Written September 4, 2007
HONG KONNOR
How Now Brown Mao
Since my arrival here in Hong Kong about two weeks ago, I have been seeing a lot of someone who I thought to have been dead for over 30 years. For the most part he hangs out around public markets and tourist attractions, on trinkets and teeshirts, keychains and postcards. His name is Mao Tse-tung and he used to rule China.
Mao (pronounced Mow, not Mayo) is one of the most immediately recognizable people in China's history and his image, still hanging in Red Square , has become as popular among visiting Westerners as that of Bruce Lee taking a fighting position. Seeing his likeness so frequently and almost exclusively in these locations that are essentially Venus-fly-traps for tourists and bargain hunters makes one curious about the actual attitude of people towards this man. The local population either really likes Mao, or they really like beguiling unsuspecting tourists into wearing a terrifying dictator as they would wear Mickey Mouse (who is also very popular here).

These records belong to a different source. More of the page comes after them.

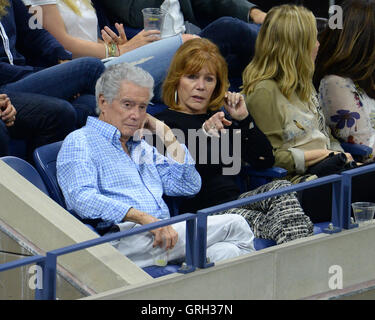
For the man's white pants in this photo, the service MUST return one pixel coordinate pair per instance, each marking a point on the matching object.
(228, 236)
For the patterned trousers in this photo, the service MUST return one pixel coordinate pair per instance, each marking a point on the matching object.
(279, 218)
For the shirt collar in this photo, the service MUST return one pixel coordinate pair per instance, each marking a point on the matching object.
(109, 132)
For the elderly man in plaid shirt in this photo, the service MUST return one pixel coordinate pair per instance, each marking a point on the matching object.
(105, 172)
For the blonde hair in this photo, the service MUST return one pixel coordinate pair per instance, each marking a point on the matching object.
(283, 52)
(190, 58)
(3, 5)
(73, 5)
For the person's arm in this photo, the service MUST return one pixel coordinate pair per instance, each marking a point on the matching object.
(77, 177)
(346, 112)
(7, 110)
(165, 237)
(255, 147)
(54, 24)
(266, 113)
(36, 42)
(177, 168)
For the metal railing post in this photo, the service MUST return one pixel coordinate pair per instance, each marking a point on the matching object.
(48, 288)
(190, 254)
(201, 243)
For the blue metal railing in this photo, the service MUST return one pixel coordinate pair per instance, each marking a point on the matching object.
(347, 192)
(196, 224)
(48, 263)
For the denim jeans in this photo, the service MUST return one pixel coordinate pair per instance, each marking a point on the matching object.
(155, 58)
(64, 81)
(39, 120)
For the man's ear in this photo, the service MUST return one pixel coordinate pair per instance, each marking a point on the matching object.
(102, 103)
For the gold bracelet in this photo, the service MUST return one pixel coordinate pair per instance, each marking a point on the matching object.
(106, 50)
(112, 50)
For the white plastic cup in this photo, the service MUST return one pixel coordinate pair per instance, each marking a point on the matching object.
(153, 18)
(160, 257)
(363, 212)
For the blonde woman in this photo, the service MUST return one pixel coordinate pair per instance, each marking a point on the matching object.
(282, 100)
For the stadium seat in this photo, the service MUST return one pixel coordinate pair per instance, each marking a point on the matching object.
(45, 162)
(26, 170)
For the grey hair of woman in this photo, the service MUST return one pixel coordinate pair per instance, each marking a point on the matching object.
(111, 79)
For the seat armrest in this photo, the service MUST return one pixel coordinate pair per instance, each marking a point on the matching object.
(356, 149)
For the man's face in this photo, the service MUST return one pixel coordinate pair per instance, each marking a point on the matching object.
(128, 110)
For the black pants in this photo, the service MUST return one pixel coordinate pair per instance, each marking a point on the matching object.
(317, 202)
(39, 120)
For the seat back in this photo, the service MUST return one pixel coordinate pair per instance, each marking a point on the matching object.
(45, 162)
(26, 170)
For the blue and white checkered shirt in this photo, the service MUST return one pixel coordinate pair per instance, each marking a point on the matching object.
(99, 180)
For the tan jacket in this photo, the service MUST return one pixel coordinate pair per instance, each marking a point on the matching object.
(292, 126)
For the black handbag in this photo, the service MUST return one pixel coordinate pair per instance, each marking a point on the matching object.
(333, 163)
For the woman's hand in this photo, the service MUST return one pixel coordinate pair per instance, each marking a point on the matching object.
(7, 110)
(216, 123)
(140, 39)
(125, 45)
(235, 105)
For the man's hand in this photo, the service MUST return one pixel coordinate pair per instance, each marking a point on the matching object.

I am woefully ignorant of Mao's history and leadership style, as I fear most Americans and other Western tourists must be, because I was taught he was a bad guy, but Mao shirts sell like hot cakes, and hot cakes sell like pornography. And we all know that pornography sells very, very well.
You don't often see a local wearing a shirt with his face; though not uncommon for a young girl or a visitor to have a bag with his image – Andy Warhol style, much like a young American might have one featuring Marilyn Monroe. It leads me to believe they're fucking with us.
I entered one market shop and really like the style of a particular Mao teeshirt, just a simple white and black profile with some red thrown in for good measure. And for Communism. In the same shop I found a brilliant Mao alarm clock, the art on the clockface worthy of a 70's action movie poster. The smiling Mao is glowing like the sun in the foreground, beams of light emanating from his glorious head of male-pattern-balding hair, giving a grand sweeping wave to the crowd. Behind him Red flags flap in the wind, Red armies march on the square and in the lower corner, a small boy in drab clothing, happily waves back at his passing hero, his arm, bent at the elbow, disjointedly ticking away with seconds while the soldiers goose step in time.
It looked 30 years old judging by the rust around its base. It was "Not old, new," according to the watchful woman keeping the shop. I tried to ask her if people like Mao, what their feelings are toward him, but she just keep telling me how much the clock cost.
Well, people must love Mao for such a clock to be available for purchase, and "New, not old" after all.
Like the Che Guevara shirts so widely peppered through out the closets of angsty young teens in the US and Canada, Mao shirts are beginning to infiltrate the culture here in Hong Kong and abroad. Many wear them. Few know what the men stood for. "For freedom!" they might tell you. "Independence!" Well yes, as did Ho Chi Minh, Jefferson Davis, Jim Jones, Bin Laden, Nelson Mandela. Freedom fighters and liberators to some, a scourge to others. Maybe not so much Nelson.
I was tired of my own ignorance on the subject so I purchased an exhaustively researched 900 page biography on the man they called the Chairman, which I plan to dog ear and mercilessly bend while I look him up on Wikipedia so that when I go back to that market, and purchase that shirt and alarm clock, I will know in my heart whether I am doing so with sincerity or in the name of irony. With 70 million plus people dead during his peacetime rule, I might have to say irony. It seems that wearing a Mao shirt to China would be akin to wearing a Hitler shirt to Poland or Germany. But what if Hitler had won?
The Chinese government maintains that he is a national hero, preserving his body for all to see in Tiananmen Square. The blood of countless millions spilled is the price a nation must pay to build a new empire. However, to those visiting tourists who do purchase some Mao-aphrenilia, I would suggest leaving it at home if you decide to go to the mainland. Perhaps, you have a drab gray workshirt and some dark trousers instead.
As for the people of Hong Kong who remained largely unmolested due to the protection of the British occupiers, I suspect their feeling towards Mao is one of slight apprehension and sincere gratitude that they have a photogenic figure on whom they can make a good buck, telling Westerners of his cultural hero position simply by putting him on a teeshirt and sitting him on the rack next to Bruce Lee.